Кто-то крикнул: «Занавес!» — сцену задернули, и в зале, и здесь, на сцене, возникло замешательство.

Нет, Милосердова не ошиблась, отметив беспокойное движение в затемненном зале: оно действительно возникло, когда явился посланный Валеевым дежурный врач госпиталя, пошел по рядам, отыскивая полковника Моренова. Должно быть, вид дежурного врача красноречиво говорил о том, что произошло что-то непростое, особенное. Сидевшие невольно оборачивались, провожали его, пока он шел к Моренову, сидевшему в середине второго ряда.
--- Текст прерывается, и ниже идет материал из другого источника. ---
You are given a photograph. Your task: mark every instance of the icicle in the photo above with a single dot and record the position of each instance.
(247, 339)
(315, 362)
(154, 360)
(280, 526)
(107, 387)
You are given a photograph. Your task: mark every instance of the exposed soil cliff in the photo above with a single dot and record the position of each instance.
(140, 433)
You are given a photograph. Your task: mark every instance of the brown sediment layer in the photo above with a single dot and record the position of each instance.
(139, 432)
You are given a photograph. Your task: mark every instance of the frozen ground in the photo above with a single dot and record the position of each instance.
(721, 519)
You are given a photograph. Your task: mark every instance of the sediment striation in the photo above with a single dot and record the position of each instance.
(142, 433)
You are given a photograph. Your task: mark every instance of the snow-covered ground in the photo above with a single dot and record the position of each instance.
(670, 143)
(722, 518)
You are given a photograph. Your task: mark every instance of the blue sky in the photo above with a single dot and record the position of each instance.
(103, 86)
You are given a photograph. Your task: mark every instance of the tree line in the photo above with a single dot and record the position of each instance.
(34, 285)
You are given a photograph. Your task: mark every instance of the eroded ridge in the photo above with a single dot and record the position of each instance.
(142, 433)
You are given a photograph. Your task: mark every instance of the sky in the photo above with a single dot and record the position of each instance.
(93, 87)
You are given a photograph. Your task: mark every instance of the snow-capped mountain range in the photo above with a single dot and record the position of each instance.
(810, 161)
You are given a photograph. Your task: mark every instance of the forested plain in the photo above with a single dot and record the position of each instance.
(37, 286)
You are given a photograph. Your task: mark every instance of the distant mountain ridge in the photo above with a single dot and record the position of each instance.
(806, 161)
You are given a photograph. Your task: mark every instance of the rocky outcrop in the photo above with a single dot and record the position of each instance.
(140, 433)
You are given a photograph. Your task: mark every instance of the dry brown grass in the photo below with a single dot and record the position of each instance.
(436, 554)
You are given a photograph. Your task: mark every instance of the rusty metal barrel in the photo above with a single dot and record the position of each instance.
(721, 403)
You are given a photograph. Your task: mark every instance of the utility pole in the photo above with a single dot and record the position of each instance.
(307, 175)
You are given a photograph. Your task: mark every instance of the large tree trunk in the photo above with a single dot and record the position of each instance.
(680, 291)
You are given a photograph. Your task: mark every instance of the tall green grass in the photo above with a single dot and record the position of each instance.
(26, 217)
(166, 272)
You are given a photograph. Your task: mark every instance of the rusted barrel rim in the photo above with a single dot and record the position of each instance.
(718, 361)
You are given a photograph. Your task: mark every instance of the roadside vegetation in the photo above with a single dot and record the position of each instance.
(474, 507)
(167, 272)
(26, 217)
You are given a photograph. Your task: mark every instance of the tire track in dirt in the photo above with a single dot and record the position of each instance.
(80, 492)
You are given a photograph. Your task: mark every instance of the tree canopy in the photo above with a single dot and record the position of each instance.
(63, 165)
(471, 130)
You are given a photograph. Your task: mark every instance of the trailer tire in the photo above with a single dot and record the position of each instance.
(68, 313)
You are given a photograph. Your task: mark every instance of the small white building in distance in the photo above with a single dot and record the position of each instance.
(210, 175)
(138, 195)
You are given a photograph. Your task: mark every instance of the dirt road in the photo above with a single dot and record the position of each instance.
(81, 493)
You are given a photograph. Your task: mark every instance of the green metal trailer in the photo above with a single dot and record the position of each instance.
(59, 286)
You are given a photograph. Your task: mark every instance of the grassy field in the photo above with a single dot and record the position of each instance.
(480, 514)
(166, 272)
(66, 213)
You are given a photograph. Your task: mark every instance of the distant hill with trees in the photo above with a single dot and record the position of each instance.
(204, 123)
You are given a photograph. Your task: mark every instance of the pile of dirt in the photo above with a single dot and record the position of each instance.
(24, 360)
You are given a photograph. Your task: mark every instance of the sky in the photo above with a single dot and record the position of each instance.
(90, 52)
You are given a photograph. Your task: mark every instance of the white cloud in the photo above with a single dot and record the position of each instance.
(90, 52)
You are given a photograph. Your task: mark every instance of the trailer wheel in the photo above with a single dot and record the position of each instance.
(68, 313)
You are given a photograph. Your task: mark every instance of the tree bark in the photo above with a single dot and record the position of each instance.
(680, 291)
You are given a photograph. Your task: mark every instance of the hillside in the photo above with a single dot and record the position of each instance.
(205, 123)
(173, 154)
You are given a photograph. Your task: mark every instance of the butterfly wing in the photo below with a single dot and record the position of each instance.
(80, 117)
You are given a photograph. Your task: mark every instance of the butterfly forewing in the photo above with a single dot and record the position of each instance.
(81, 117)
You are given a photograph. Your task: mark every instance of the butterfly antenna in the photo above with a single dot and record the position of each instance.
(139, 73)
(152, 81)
Наклонившись к Моренову, врач сказал ему на ухо:

— Товарищ полковник, генерал Валеев просил вас подъехать в штаб…

— Что случилось? — резко оборачиваясь, спросил Моренов с озабоченностью.
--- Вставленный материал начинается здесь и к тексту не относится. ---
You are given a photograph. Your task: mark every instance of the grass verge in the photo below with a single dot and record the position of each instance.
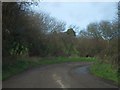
(105, 71)
(25, 63)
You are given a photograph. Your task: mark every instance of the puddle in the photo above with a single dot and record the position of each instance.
(81, 70)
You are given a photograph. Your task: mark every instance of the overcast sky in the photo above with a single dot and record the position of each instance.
(79, 13)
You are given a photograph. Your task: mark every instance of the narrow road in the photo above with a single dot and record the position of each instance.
(66, 75)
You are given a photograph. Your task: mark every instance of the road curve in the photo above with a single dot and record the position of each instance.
(65, 75)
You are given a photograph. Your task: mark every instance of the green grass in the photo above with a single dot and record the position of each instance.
(25, 63)
(105, 71)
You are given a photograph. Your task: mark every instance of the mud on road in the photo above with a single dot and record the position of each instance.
(65, 75)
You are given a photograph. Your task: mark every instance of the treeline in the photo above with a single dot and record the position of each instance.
(26, 33)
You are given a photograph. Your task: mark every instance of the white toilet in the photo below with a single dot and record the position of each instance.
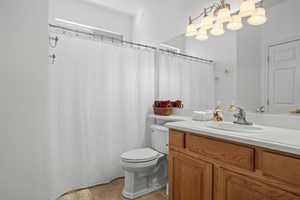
(146, 169)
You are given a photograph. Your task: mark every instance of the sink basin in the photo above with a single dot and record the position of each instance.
(229, 126)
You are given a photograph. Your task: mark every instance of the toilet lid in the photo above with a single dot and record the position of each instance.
(139, 155)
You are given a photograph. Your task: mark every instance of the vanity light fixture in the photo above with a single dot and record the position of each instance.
(202, 35)
(206, 22)
(218, 29)
(221, 15)
(191, 29)
(258, 17)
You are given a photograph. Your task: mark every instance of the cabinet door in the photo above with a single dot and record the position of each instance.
(237, 187)
(189, 179)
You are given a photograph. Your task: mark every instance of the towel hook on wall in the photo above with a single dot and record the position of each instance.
(52, 57)
(53, 44)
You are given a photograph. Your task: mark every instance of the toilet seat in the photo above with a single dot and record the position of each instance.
(139, 155)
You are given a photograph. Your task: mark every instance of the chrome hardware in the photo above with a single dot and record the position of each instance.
(55, 39)
(260, 109)
(241, 117)
(52, 57)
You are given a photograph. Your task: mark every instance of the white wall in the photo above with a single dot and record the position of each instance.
(223, 51)
(244, 52)
(249, 53)
(282, 25)
(23, 108)
(93, 15)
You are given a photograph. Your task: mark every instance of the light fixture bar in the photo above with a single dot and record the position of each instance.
(222, 15)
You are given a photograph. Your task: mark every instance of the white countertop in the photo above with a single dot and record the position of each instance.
(281, 139)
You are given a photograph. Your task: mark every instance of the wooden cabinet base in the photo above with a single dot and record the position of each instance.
(189, 179)
(206, 168)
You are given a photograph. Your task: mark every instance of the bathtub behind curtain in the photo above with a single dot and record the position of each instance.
(187, 80)
(100, 95)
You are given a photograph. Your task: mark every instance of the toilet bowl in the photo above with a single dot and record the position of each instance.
(145, 169)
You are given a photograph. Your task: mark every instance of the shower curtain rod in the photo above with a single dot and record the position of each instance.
(127, 42)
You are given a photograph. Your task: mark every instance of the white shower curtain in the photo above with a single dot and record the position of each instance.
(100, 95)
(188, 80)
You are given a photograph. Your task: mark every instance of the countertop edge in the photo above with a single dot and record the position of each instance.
(244, 140)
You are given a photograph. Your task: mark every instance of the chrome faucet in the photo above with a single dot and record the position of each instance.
(241, 117)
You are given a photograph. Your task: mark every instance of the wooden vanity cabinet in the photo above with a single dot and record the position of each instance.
(207, 168)
(192, 178)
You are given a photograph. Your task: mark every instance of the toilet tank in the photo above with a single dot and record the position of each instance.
(159, 138)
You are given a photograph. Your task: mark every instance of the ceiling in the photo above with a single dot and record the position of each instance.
(132, 7)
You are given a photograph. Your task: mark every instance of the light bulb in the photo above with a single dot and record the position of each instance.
(247, 8)
(191, 30)
(258, 18)
(206, 23)
(223, 15)
(202, 35)
(235, 23)
(218, 29)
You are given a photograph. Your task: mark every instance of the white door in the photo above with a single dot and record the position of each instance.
(284, 77)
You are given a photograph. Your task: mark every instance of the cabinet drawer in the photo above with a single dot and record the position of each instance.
(176, 138)
(238, 187)
(236, 155)
(280, 167)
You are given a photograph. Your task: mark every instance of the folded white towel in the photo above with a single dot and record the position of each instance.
(202, 115)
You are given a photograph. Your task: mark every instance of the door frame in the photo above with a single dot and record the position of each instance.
(265, 79)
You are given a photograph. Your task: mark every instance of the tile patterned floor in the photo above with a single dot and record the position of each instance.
(111, 191)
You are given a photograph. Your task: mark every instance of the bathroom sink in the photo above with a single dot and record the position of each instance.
(229, 126)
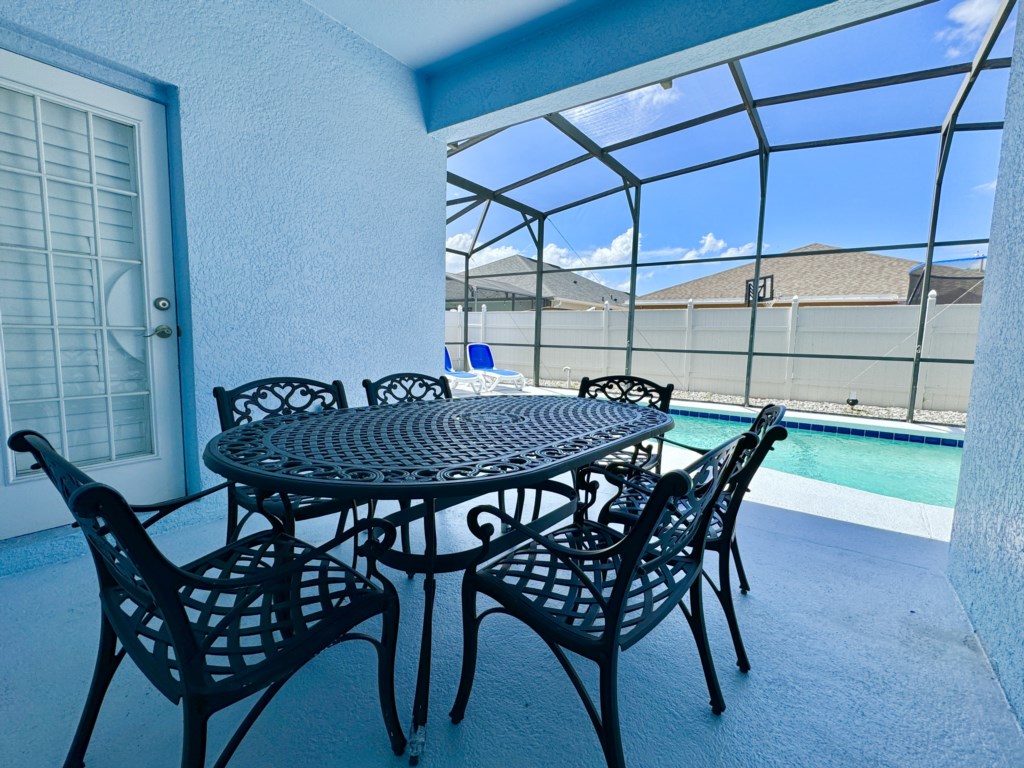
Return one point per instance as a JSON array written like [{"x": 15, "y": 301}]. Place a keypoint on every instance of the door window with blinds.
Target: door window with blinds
[{"x": 73, "y": 298}]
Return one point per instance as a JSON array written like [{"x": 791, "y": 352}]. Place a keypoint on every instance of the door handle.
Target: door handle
[{"x": 161, "y": 332}]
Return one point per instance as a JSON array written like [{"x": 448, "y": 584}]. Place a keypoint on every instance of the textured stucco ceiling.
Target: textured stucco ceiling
[{"x": 419, "y": 34}]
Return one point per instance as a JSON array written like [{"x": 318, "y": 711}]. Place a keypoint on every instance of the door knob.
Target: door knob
[{"x": 161, "y": 332}]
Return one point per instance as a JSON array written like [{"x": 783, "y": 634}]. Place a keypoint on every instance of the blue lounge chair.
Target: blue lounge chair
[
  {"x": 481, "y": 361},
  {"x": 455, "y": 378}
]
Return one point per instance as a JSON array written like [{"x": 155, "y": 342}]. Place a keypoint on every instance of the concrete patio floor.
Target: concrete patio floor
[{"x": 861, "y": 655}]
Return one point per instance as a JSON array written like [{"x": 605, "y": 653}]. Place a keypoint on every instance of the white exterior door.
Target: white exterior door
[{"x": 85, "y": 281}]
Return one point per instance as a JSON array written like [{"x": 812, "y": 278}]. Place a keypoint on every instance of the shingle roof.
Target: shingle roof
[
  {"x": 485, "y": 288},
  {"x": 858, "y": 273},
  {"x": 558, "y": 283}
]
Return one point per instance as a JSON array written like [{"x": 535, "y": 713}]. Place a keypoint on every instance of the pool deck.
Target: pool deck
[{"x": 861, "y": 654}]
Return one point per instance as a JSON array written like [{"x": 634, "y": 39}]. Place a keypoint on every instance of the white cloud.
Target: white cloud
[
  {"x": 748, "y": 249},
  {"x": 711, "y": 244},
  {"x": 652, "y": 97},
  {"x": 455, "y": 262},
  {"x": 617, "y": 253},
  {"x": 970, "y": 20}
]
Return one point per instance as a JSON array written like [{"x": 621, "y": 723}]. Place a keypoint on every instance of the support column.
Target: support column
[
  {"x": 986, "y": 553},
  {"x": 763, "y": 165},
  {"x": 634, "y": 258},
  {"x": 791, "y": 346},
  {"x": 539, "y": 301},
  {"x": 688, "y": 342}
]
Майор-медик снизил голос до шепота:

— Беда. Генерал Сергеев пять минут назад…

— Что?! Что вы говорите?… — вскрикнул Моренов, но задохнулся, опустил голову, потом глухо сказал: — Идите… Сейчас буду.
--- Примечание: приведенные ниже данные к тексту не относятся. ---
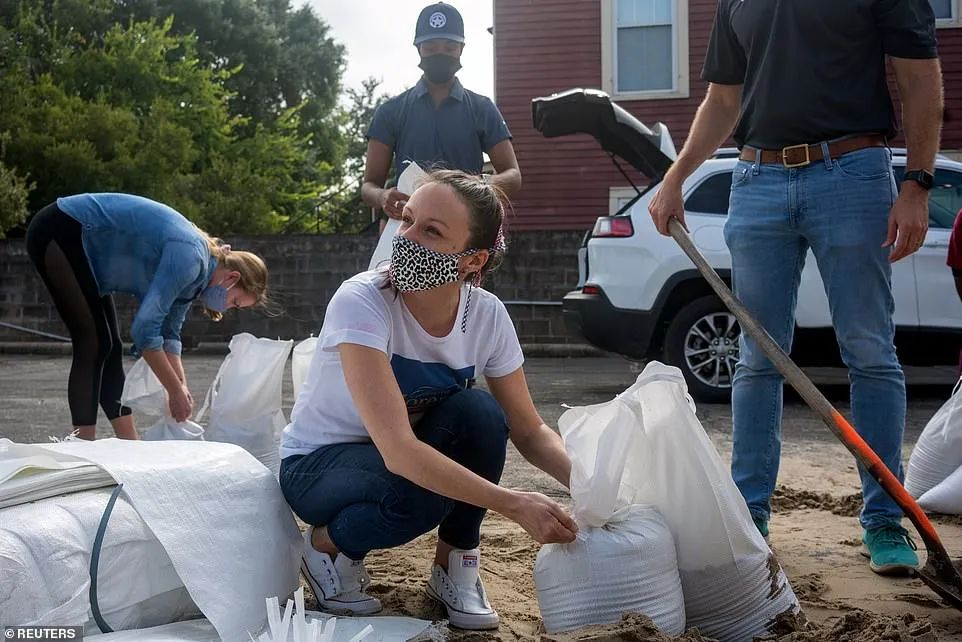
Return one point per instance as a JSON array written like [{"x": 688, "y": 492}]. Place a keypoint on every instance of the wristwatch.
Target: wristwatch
[{"x": 923, "y": 177}]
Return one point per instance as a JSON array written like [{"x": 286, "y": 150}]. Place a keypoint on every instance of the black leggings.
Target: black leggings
[{"x": 55, "y": 247}]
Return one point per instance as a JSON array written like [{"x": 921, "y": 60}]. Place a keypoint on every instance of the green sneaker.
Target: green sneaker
[{"x": 890, "y": 550}]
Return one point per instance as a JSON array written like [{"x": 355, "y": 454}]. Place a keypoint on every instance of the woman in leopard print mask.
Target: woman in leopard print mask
[{"x": 388, "y": 437}]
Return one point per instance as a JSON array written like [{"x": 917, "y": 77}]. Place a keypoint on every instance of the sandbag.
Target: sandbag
[
  {"x": 144, "y": 392},
  {"x": 219, "y": 514},
  {"x": 45, "y": 550},
  {"x": 244, "y": 400},
  {"x": 301, "y": 363},
  {"x": 626, "y": 566},
  {"x": 649, "y": 447},
  {"x": 938, "y": 453}
]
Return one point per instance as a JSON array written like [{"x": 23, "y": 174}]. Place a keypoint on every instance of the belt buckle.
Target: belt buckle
[{"x": 786, "y": 150}]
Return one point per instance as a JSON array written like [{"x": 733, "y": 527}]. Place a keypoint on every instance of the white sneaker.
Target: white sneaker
[
  {"x": 339, "y": 584},
  {"x": 461, "y": 592}
]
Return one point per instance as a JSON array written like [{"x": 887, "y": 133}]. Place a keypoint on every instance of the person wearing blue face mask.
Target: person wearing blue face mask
[
  {"x": 88, "y": 246},
  {"x": 437, "y": 123}
]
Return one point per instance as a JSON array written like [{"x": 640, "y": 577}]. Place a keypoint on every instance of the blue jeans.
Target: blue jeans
[
  {"x": 839, "y": 208},
  {"x": 347, "y": 487}
]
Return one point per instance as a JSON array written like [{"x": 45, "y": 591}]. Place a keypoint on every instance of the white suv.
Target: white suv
[{"x": 640, "y": 296}]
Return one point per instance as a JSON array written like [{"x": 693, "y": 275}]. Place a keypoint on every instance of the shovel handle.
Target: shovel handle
[{"x": 813, "y": 397}]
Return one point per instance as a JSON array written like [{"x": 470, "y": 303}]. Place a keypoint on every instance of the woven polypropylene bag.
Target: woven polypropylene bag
[
  {"x": 626, "y": 566},
  {"x": 938, "y": 452},
  {"x": 647, "y": 447}
]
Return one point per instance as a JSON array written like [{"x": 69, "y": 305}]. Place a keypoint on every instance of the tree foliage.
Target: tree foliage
[{"x": 225, "y": 109}]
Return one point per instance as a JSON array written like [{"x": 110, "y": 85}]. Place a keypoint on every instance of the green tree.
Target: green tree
[
  {"x": 134, "y": 108},
  {"x": 341, "y": 208}
]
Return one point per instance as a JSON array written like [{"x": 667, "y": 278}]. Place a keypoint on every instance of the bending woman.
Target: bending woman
[
  {"x": 88, "y": 246},
  {"x": 388, "y": 437}
]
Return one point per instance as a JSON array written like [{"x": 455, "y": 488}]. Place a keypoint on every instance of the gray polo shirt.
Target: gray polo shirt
[{"x": 452, "y": 135}]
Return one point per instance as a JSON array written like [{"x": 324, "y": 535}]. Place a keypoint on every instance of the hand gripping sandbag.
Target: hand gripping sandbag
[
  {"x": 301, "y": 363},
  {"x": 623, "y": 559},
  {"x": 626, "y": 566},
  {"x": 938, "y": 452},
  {"x": 648, "y": 443},
  {"x": 244, "y": 400},
  {"x": 144, "y": 392}
]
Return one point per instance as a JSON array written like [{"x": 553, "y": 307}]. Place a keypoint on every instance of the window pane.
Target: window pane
[
  {"x": 945, "y": 199},
  {"x": 645, "y": 59},
  {"x": 942, "y": 8},
  {"x": 642, "y": 13},
  {"x": 711, "y": 197}
]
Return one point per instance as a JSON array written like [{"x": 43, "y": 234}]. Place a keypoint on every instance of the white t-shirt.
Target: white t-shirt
[{"x": 428, "y": 369}]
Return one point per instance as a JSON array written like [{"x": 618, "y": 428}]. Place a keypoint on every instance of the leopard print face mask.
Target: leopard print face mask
[{"x": 415, "y": 268}]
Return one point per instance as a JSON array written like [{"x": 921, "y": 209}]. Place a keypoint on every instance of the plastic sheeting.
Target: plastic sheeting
[{"x": 219, "y": 515}]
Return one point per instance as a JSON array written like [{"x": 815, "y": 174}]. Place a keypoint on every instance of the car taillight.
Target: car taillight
[{"x": 613, "y": 226}]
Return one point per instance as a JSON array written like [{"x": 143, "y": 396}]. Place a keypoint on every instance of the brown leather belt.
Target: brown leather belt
[{"x": 802, "y": 155}]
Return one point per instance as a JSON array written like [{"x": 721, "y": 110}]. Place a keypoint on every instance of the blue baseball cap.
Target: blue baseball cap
[{"x": 439, "y": 21}]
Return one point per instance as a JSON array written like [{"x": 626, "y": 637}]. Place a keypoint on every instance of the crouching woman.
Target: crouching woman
[{"x": 388, "y": 437}]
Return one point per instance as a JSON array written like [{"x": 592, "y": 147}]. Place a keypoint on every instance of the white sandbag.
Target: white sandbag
[
  {"x": 144, "y": 392},
  {"x": 408, "y": 181},
  {"x": 301, "y": 363},
  {"x": 649, "y": 444},
  {"x": 626, "y": 566},
  {"x": 244, "y": 400},
  {"x": 938, "y": 452},
  {"x": 219, "y": 515},
  {"x": 45, "y": 550},
  {"x": 29, "y": 476},
  {"x": 945, "y": 497}
]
Когда занавес задернули, Моренов в глухой немоте зала еще какое-то время сидел, потом встал, прошел к боковым ступенькам на сцену, горбясь и тяжело ступая, поднялся, скрылся за краем малинового бархатного занавеса, теперь понимая, что Лидия Ксаверьевна знает о беде, и мрачно соображая, что ей скажет. Оказавшись на сцене, он уже не застал Лидию Ксаверьевну, столпившиеся актеры пояснили — ушла. Он догнал ее и Милосердову, заплаканных, растерянных, у выхода из Дома офицеров, молча взял обеих под руки, усадил в машину, мрачно сказал солдату-шоферу:

— В госпиталь.

Сергееву стало хуже на закате солнца. И без того слабое, аритмичное биение в груди почти перестало прослушиваться; дежурный врач, то и дело заглядывавший в палату, где постоянно с того момента, когда Сергеева привезли с аэродрома в госпиталь, дежурила сестра, щупал озабоченно пульс, выслушивал стетоскопом прямо через рубашку сердце. Сергеев лежал в вялой безразличной неподвижности, казалось, он впал в вязкую бесконечную дремоту, из которой не скоро выйдет. Тени от зашторенного белыми полотнищами окна расплывчато падали тускло-реденькими подтеками на железную кровать, на которой под легким миткалевым покрывалом лежал Сергеев; ему была мала кровать: голова высоко приподнята на подушках, ступни выступали далеко за трубчатый никелированный обод. Бледность, синеватые подглазья на опавшем лице не вызывали у дежурной сестры опасений, она даже полагала, что внешние эти признаки — накладки наступившего вечера; солнце зашло, прозрачные ранние сумерки просачивались сквозь штору, наполняя палату зеленовато-сиреневой дымкой, и сестра уже подумывала включить настольную, с глубоким абажуром, лампу.

Открыв дверь неслышно, врач остановился у порога, словно какое-то время оценивая обстановку, потом торопливо подошел к кровати. Нащупал угасающий, почти не прослушивавшийся пульс, быстро нагнулся к лицу Сергеева, резко выпрямился:

— Камфару, быстро! Готовьте все для переливания крови… Живо!

Ледяной голос дежурного врача подстегнул сестру. Включили верхний неяркий свет, сделали укол, и, подтвердив: «Готовить все для переливания», врач ушел, а вскоре вернулся с начмедом и начальником отделения. Слушали, щупали, переговаривались отрывисто, вполголоса. Явившиеся вслед за врачом сестры быстро, ловко готовили стойку, прилаживали капельницу.